In deze zaak heeft de Rechtbank Zeeland-West-Brabant op 4 december 2014 uitspraak gedaan in een geschil tussen een belanghebbende en de heffingsambtenaar van de gemeente Waalwijk over de aanslag afvalstoffenheffing 2014. De belanghebbende, die in een appartementencomplex woont, heeft bezwaar gemaakt tegen de aanslag omdat de gemeente haar geen afvalcontainer heeft aangeboden, wat volgens haar in strijd is met de inzamelverplichting zoals vastgelegd in artikel 10.21 van de Wet milieubeheer (Wmb). De rechtbank heeft vastgesteld dat de gemeente haar inzamelverplichting niet is nagekomen, aangezien de belanghebbende geen mogelijkheid heeft gekregen om haar huishoudelijk afval aan te bieden bij haar perceel of de dichtstbijzijnde aansluiting met de openbare weg.

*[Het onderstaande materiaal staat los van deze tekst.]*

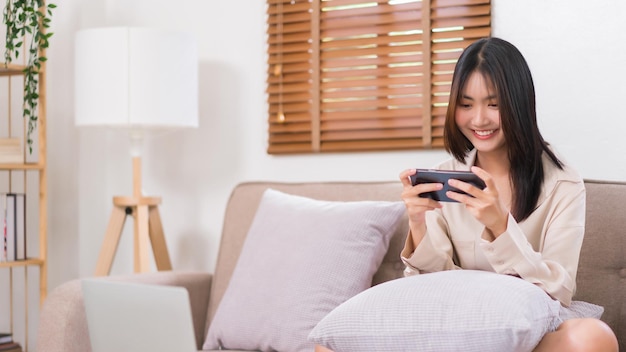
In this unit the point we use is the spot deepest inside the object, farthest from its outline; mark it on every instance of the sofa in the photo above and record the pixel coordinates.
(601, 276)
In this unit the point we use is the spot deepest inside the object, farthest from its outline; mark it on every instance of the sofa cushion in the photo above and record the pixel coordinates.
(301, 258)
(458, 310)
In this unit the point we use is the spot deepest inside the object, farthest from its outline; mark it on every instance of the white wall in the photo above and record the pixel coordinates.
(575, 50)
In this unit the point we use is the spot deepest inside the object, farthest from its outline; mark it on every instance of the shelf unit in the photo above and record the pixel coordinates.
(27, 168)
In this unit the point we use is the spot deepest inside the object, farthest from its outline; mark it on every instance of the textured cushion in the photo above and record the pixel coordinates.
(458, 310)
(302, 258)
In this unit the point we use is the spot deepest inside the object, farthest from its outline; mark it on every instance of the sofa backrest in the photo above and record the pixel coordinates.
(602, 268)
(601, 277)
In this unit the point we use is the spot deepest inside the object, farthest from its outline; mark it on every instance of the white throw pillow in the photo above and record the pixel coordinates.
(301, 258)
(457, 310)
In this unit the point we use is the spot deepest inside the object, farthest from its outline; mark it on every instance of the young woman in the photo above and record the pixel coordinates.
(529, 220)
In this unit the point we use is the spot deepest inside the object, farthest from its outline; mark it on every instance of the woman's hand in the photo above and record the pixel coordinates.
(485, 205)
(417, 206)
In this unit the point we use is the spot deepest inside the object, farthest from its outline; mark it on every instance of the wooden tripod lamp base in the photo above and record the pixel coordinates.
(148, 231)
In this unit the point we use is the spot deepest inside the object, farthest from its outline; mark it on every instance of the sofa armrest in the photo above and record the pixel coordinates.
(62, 321)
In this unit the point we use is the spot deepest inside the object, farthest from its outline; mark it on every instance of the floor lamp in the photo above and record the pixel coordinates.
(142, 81)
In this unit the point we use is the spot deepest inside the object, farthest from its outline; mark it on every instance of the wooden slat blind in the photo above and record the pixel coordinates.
(356, 75)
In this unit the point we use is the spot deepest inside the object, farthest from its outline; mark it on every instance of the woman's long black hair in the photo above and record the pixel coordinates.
(505, 68)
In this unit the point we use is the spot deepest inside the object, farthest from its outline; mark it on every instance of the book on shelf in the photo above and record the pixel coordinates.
(14, 226)
(5, 337)
(10, 347)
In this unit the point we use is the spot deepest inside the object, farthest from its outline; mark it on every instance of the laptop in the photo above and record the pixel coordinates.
(132, 317)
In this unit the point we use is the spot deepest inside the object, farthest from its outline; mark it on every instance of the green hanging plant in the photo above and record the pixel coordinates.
(32, 17)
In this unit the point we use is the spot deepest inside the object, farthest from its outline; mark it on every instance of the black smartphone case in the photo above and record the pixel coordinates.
(442, 176)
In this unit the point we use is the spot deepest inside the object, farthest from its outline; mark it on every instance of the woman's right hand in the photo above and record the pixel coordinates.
(417, 206)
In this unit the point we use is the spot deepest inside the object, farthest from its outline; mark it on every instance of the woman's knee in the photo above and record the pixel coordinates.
(587, 334)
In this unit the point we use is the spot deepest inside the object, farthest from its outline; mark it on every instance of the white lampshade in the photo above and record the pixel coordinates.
(136, 78)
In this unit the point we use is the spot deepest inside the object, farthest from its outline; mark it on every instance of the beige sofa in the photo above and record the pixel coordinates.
(601, 276)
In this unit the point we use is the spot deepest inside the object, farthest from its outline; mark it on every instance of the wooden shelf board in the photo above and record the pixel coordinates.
(11, 69)
(27, 166)
(22, 263)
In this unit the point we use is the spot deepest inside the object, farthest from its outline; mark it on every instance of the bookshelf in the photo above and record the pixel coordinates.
(27, 177)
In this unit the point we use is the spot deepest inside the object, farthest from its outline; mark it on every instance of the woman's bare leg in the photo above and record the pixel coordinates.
(586, 334)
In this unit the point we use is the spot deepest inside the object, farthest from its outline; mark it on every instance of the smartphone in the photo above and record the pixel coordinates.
(442, 176)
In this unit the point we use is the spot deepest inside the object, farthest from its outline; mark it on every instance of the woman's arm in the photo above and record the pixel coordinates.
(554, 264)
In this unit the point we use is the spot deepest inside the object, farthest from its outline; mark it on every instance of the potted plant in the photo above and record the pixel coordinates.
(30, 18)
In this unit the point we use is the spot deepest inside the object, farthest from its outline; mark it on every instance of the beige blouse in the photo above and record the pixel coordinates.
(543, 249)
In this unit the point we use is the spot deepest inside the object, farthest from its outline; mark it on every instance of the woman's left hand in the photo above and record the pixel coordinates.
(485, 205)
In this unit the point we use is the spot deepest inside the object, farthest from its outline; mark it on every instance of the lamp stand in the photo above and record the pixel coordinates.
(147, 230)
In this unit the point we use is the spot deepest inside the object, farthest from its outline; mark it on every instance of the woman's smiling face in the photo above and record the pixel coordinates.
(477, 115)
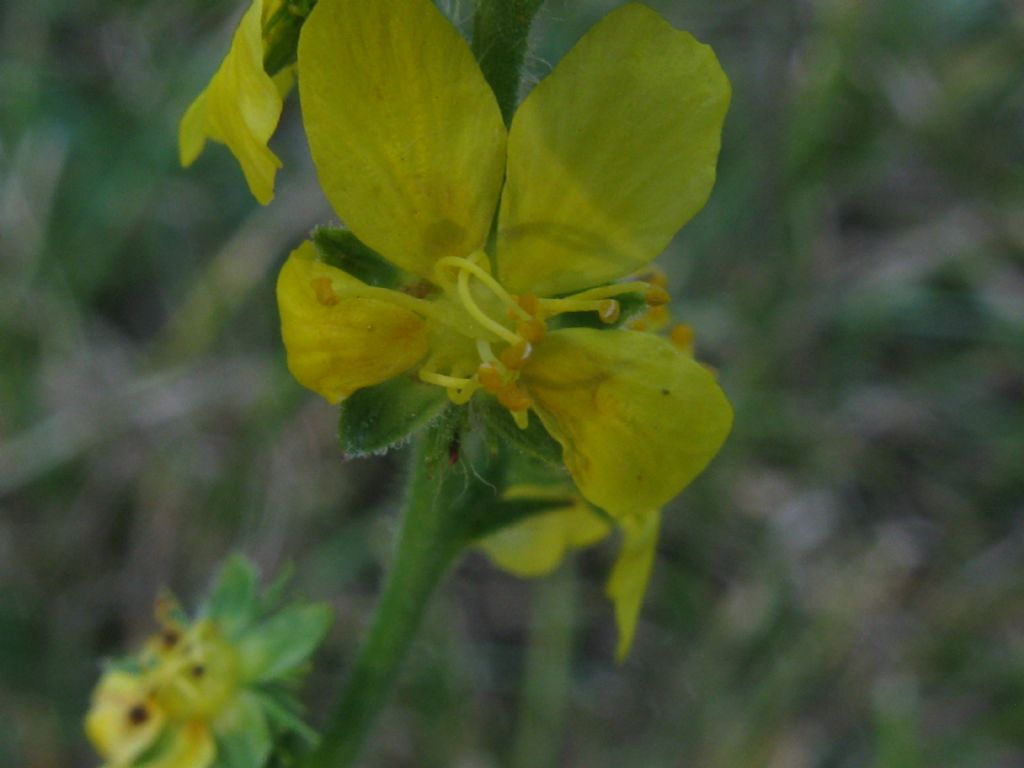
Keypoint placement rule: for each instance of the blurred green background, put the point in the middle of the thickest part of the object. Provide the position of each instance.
(844, 587)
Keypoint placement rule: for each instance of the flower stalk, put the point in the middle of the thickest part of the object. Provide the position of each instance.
(429, 539)
(441, 514)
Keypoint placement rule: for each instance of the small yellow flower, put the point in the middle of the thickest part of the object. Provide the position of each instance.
(605, 160)
(241, 107)
(203, 692)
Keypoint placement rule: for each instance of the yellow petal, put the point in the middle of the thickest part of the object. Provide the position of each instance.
(241, 108)
(123, 721)
(536, 546)
(610, 155)
(629, 579)
(637, 420)
(406, 134)
(340, 334)
(192, 747)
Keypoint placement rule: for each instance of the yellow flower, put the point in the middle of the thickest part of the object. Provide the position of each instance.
(241, 107)
(605, 160)
(208, 692)
(536, 546)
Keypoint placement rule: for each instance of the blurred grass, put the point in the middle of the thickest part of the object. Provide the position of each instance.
(844, 587)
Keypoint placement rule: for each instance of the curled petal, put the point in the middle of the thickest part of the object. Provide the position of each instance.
(629, 579)
(240, 108)
(537, 545)
(610, 155)
(341, 334)
(404, 132)
(192, 745)
(637, 420)
(123, 721)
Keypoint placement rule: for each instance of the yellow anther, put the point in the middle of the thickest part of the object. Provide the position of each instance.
(529, 303)
(491, 378)
(512, 397)
(325, 293)
(682, 337)
(514, 356)
(532, 331)
(608, 310)
(461, 395)
(656, 296)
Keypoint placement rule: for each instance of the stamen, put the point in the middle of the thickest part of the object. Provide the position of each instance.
(682, 337)
(483, 349)
(531, 331)
(608, 311)
(607, 292)
(514, 356)
(512, 397)
(656, 296)
(491, 378)
(432, 377)
(465, 265)
(478, 314)
(325, 294)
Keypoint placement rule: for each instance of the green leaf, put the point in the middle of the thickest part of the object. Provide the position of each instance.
(243, 735)
(377, 418)
(284, 713)
(281, 644)
(233, 600)
(534, 441)
(339, 248)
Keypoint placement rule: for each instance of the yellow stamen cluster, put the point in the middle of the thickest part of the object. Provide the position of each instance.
(523, 326)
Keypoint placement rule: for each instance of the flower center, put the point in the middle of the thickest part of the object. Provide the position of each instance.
(503, 330)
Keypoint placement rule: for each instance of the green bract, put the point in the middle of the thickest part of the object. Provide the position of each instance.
(216, 691)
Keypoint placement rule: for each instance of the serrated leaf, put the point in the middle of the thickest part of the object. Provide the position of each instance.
(339, 248)
(233, 600)
(285, 714)
(279, 645)
(377, 418)
(243, 735)
(534, 441)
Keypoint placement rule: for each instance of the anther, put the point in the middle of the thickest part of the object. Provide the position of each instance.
(608, 310)
(682, 337)
(532, 331)
(512, 397)
(491, 378)
(514, 356)
(138, 715)
(529, 303)
(325, 294)
(656, 296)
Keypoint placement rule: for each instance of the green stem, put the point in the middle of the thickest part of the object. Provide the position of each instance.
(501, 29)
(428, 542)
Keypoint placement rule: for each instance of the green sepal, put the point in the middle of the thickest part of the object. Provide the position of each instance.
(506, 512)
(339, 248)
(233, 600)
(280, 645)
(281, 35)
(630, 305)
(534, 440)
(243, 735)
(377, 418)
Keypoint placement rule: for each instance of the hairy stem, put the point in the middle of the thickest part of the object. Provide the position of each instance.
(429, 539)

De rechtbank heeft in haar overwegingen ook aandacht besteed aan de hoorplicht in de bezwaarfase. De belanghebbende stelde dat zij niet is gehoord, maar de rechtbank oordeelde dat er geen schending van de hoorplicht was, omdat de belanghebbende geen verzoek tot een hoorzitting had ingediend. De rechtbank heeft de aanslag afvalstoffenheffing vernietigd en bepaald dat de heffingsambtenaar het door de belanghebbende betaalde griffierecht van € 45 moet vergoeden.

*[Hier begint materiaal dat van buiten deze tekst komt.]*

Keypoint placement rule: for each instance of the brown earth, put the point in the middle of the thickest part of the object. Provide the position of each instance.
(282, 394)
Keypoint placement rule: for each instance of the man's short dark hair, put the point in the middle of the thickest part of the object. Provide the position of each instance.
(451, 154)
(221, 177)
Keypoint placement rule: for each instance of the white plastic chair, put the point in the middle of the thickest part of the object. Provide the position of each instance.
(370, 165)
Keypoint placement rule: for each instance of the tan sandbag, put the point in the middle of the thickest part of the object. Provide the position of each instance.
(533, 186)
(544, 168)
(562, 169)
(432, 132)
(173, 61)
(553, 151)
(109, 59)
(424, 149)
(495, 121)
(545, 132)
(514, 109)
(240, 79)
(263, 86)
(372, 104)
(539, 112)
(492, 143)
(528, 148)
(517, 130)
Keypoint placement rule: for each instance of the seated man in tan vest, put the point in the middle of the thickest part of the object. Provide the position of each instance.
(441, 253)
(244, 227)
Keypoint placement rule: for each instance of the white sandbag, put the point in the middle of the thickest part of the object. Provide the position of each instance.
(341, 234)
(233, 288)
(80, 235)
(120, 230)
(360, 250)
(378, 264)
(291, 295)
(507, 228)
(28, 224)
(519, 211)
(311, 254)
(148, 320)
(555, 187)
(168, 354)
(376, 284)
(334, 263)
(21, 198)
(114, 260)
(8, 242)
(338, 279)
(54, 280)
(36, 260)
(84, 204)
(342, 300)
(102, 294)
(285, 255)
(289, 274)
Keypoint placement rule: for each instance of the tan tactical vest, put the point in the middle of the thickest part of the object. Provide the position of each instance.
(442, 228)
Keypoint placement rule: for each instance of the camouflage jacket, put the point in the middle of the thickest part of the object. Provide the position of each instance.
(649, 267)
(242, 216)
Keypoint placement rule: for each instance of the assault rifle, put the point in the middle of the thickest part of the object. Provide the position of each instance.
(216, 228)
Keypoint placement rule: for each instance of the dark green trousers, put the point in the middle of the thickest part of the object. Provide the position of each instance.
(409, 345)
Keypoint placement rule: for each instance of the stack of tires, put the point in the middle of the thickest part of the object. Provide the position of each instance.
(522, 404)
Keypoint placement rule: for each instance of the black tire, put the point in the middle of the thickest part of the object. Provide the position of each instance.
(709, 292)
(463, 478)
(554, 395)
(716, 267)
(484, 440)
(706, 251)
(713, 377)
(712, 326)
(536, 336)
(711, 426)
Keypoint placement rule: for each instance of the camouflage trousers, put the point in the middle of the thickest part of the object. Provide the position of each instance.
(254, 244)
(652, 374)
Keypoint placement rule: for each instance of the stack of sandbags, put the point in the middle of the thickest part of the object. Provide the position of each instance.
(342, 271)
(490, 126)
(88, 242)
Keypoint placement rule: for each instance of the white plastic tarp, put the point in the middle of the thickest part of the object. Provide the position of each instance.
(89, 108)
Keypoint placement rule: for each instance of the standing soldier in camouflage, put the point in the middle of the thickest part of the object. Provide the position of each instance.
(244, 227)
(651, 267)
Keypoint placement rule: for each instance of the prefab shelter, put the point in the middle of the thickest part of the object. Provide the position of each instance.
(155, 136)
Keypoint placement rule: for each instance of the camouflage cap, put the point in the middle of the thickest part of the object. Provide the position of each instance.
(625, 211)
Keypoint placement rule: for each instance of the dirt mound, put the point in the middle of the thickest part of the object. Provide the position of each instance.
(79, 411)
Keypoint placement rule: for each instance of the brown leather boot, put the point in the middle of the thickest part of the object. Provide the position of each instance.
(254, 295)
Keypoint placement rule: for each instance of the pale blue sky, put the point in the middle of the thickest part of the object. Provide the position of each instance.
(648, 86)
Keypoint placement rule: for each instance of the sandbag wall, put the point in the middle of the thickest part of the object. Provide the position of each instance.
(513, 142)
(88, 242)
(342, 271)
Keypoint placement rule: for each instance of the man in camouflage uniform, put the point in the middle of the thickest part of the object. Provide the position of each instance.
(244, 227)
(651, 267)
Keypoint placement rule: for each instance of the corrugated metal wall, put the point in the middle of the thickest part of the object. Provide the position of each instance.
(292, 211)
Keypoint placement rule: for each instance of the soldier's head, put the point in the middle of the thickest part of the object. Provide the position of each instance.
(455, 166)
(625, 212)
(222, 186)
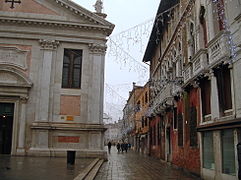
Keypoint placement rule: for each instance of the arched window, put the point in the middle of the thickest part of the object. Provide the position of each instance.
(72, 65)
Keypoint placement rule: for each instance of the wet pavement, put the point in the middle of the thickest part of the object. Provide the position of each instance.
(39, 168)
(134, 166)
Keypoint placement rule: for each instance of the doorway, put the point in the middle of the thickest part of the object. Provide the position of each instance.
(6, 127)
(168, 145)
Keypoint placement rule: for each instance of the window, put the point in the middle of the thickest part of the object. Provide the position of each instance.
(146, 98)
(205, 85)
(142, 121)
(72, 65)
(208, 155)
(175, 118)
(228, 158)
(224, 88)
(193, 126)
(180, 129)
(146, 119)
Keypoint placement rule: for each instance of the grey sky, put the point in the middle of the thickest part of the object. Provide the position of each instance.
(125, 14)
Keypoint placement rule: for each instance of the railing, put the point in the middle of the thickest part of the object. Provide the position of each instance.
(200, 62)
(187, 74)
(219, 48)
(163, 98)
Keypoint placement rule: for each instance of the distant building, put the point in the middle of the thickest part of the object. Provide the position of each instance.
(113, 132)
(52, 56)
(195, 98)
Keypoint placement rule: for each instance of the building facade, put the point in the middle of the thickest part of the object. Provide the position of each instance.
(52, 57)
(194, 54)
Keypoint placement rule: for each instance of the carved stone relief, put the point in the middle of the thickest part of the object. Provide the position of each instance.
(13, 56)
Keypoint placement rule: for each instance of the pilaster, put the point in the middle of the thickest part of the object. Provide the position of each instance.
(96, 92)
(48, 48)
(214, 96)
(210, 22)
(22, 126)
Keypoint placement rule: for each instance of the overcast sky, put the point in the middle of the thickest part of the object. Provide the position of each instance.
(125, 14)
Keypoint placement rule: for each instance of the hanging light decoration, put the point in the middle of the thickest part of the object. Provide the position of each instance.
(13, 2)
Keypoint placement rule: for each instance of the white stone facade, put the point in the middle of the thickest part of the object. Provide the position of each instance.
(33, 37)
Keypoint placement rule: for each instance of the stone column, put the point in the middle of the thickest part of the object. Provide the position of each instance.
(96, 88)
(22, 125)
(214, 96)
(48, 48)
(210, 22)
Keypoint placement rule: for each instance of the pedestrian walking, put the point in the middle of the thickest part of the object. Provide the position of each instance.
(129, 146)
(126, 147)
(109, 146)
(122, 147)
(118, 147)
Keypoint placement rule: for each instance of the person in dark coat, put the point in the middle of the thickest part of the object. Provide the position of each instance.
(118, 147)
(126, 146)
(109, 146)
(122, 147)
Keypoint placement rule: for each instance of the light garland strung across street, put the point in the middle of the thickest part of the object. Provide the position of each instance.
(113, 103)
(121, 45)
(221, 16)
(130, 41)
(126, 60)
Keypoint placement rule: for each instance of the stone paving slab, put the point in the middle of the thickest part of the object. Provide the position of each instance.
(39, 168)
(134, 166)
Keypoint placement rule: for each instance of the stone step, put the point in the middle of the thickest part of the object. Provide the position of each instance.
(87, 170)
(95, 170)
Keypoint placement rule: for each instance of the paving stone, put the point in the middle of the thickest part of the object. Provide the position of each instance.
(135, 166)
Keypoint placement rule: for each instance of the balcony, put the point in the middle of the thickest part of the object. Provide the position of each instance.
(200, 62)
(163, 98)
(219, 48)
(187, 73)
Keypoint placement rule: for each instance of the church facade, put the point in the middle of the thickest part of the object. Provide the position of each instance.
(52, 56)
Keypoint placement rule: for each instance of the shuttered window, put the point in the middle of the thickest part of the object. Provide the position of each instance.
(208, 154)
(180, 129)
(193, 126)
(205, 85)
(224, 88)
(228, 157)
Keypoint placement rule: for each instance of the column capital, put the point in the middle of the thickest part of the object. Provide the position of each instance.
(49, 44)
(24, 99)
(97, 48)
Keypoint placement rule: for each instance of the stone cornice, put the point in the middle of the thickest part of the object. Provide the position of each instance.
(49, 44)
(56, 24)
(97, 48)
(88, 15)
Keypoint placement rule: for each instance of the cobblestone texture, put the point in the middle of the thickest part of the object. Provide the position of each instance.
(134, 166)
(39, 168)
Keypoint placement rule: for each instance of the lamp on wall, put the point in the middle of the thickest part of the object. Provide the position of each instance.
(12, 2)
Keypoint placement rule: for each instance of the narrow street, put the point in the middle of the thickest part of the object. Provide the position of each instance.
(134, 166)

De uitspraak is gedaan door mr.drs. M.M. de Werd en is openbaar uitgesproken in aanwezigheid van griffier mr. T.A. Mandemakers. De rechtbank heeft geen proceskostenveroordeling uitgesproken, omdat niet is aangetoond dat de belanghebbende kosten heeft gemaakt die voor vergoeding in aanmerking komen. De belanghebbende kan binnen zes weken na de verzenddatum van de uitspraak hoger beroep instellen bij het gerechtshof te 's-Hertogenbosch.